La loi de 2002 crée un nouveau dispositif destiné à faciliter le retour à la vie professionnelle des salariés du secteur privé.

- L'allocation différentielle de fin de mandat

Elle a été créée afin de garantir à l'ancien élu un revenu de remplacement à l'issue de son mandat, et dans l'attente de retrouver un emploi.

Les élus ayant cessé leur activité professionnelle pour exercer leur mandat, excepté les maires des communes de moins de 1.000 habitants et les adjoints des communes de moins de 20.000 habitants, perçoivent une allocation différentielle de fin de mandat sur leur demande, afin de faciliter leur retour à l'activité professionnelle. Cette allocation est perçue pendant 6 mois, son montant peut représenter jusqu'à 80 % de la différence entre le montant de l'indemnité brute mensuelle que l'intéressé percevait pour l'exercice de son mandat et l'ensemble des ressources qu'il perçoit à l'issue du mandat. Elle est ouverte aux élus sous condition d'être inscrits à l'ANPE ou d'avoir repris une activité professionnelle procurant des revenus inférieurs aux indemnités de fonction perçues au titre de la dernière fonction élective.

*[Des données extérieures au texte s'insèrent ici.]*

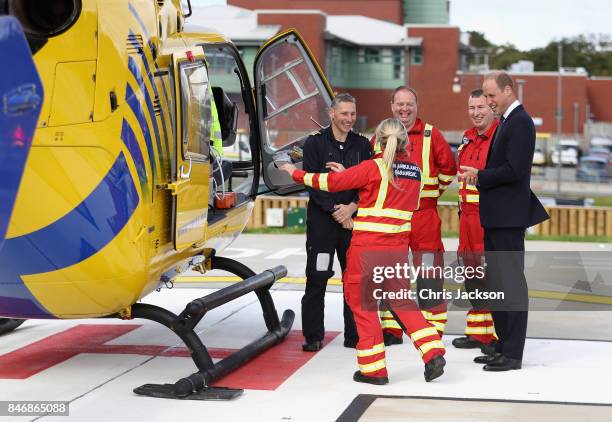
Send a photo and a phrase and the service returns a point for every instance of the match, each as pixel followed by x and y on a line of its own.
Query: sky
pixel 525 23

Le fonds d'allocation des élus en fin de mandat, géré par la Caisse des dépôts et alimenté par une cotisation des collectivités concernées, verse cette allocation. Ce fonds permet la mutualisation des risques et constitue un instrument de solidarité qui permet de tenir compte des disparités de moyens financiers entre les collectivités.

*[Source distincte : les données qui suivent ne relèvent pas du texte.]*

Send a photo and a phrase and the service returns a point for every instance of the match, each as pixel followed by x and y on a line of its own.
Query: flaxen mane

Le nouveau mécanisme offre une certaine garantie aux adjoints dans les communes de moins de 20 000 habitants, dans la mesure où s'ils ont cessé leur activité professionnelle et que le maire leur retire leur délégation, la commune leur versera une indemnité pendant 3 mois maximum s'ils ne retrouvent pas d'activité professionnelle.

- La formation en fin de mandat

Les élus qui étaient salariés et qui ont cessé l'exercice de leur emploi pour se consacrer pleinement à leur mandat ont droit à une formation professionnelle et à un bilan de compétences dans les conditions fixées par le code du travail. Ce droit à formation est ouvert à tout maire et à tout adjoint d'une commune de plus de 20.000 habitants.

Parallèlement sont prévus un congé de formation et un congé de bilan de compétences. Le temps passé à exercer le mandat local est assimilé aux durées d'activité exigées pour l'accès à ces congés.